Succinate production by Actinobacillus succinogenes . If the cost of bio-based succinate was competitive with that of the petrochemical-based alternative, maleic anhydride, a US $15 billion market could be based on succinate for producing bulk chemicals such as 1,4-butanediol (a precursor to “stronger-than-steel” plastics), diethyl succinate (a green solvent for replacement of methylene chloride), and adipic acid (nylon precursor). The development of a cost-effective industrial succinate fermentation will rely on organisms able to produce high concentrations of succinate and at high rates. Isolated from a cow rumen, the Gram negative bacterium, A. succinogenes, is the best natural succinate producer known (producing up to 80 or 100 g/l succinate from glucose), but it also produces acetate, formate, and ethanol as byproducts. Our goal is to engineer A. succinogenes to efficiently produce succinate as the sole fermentation product.

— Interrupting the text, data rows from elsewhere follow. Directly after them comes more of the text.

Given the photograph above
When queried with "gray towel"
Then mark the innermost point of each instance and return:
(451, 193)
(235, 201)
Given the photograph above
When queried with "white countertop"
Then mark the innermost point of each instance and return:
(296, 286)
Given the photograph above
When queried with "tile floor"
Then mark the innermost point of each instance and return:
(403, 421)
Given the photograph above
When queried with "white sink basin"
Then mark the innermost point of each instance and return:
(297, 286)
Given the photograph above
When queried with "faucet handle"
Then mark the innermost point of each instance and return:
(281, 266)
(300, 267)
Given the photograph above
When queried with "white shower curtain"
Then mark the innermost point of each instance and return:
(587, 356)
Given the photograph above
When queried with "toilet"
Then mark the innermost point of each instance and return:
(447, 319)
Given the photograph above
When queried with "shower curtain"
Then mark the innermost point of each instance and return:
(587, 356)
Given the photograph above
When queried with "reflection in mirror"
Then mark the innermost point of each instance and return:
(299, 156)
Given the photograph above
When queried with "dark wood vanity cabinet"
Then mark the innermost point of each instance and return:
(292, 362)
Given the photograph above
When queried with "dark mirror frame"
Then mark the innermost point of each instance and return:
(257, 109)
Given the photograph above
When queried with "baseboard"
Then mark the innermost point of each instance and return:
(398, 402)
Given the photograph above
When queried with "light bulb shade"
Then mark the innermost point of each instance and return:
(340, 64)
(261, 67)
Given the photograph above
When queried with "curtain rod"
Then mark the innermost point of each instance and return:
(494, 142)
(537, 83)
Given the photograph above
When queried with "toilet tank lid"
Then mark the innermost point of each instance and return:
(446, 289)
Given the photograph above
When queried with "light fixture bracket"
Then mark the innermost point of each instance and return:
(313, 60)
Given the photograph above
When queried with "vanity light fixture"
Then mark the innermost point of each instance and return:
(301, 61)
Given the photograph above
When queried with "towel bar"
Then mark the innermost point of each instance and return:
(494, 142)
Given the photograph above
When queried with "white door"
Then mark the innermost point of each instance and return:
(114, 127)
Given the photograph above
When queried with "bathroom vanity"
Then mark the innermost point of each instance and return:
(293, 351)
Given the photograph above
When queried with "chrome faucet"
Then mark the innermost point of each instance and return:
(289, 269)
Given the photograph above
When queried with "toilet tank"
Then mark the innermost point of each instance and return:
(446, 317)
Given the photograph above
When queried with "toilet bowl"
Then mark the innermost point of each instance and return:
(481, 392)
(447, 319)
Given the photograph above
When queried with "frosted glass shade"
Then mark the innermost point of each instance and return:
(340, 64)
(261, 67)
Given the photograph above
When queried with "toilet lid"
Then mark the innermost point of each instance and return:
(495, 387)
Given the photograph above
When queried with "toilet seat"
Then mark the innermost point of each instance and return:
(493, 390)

Previous studies have involved 1) developing an A. succinogenes-Escherichia coli shuttle plasmid vector; 2) identifying the main active intermediary metabolic pathways using in vitro enzyme assays; 3) developing a chemically defined growth medium for A. succinogenes. This medium is used in 4) 13C-labeling experiments to confirm active metabolic pathways and measure intracellular metabolic fluxes, in an approach called metabolic flux analysis (MFA); and 5) identifying genes that can be used as markers in constructing knockout mutants.

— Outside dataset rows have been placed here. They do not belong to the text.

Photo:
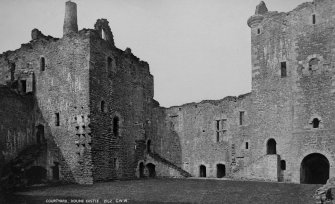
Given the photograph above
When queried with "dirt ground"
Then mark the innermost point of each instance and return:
(170, 191)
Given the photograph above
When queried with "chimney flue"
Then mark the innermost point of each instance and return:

Our MFA studies show that during growth on glucose, NADPH is produced primarily by the conversion of NADH to NADPH by transhydrogenase and/or by NADP-dependent malic enzyme. Significant forward and reverse fluxes through malic enzyme and/or oxaloacetate decarboxylase indicate that phosphoenolpyruvate, oxaloacetate, malate, and pyruvate represent four nodes for flux distribution between succinate and alternative fermentation products. High NaHCO 3 and H 2 concentrations increase succinate production at the expense of acetate and formate production. They do so by decreasing the amount of flux shunted by through malic enzyme and/or oxaloacetate decarboxylase from the succinate pathway to the formate, acetate, and ethanol pathway, and by increasing the pyruvate carboxylating flux. Pyruvate and formate dehydrogenase fluxes vary in response to the different redox demands imposed by the different NaHCO 3 and H 2 concentrations. Overall, these metabolic flux changes allow A. succinogenes to maintain a constant growth rate and biomass yield in all conditions. These metabolic constraints should be taken into consideration for designing effective metabolic engineering strategies to increase A. succinogenes succinate production.
Current and future work involves 1) evolving mutant strains that grow optimally on the most abundant lignocellulose sugars (e.g., xylose and L-arabinose), and on glycerol, a byproduct of biodiesel production; 2) characterizing the metabolism of these new strains by MFA; 3) developing a knockout methodology for A. succinogenes; and 4) engineering A. succinogenes for succinate homofermentation.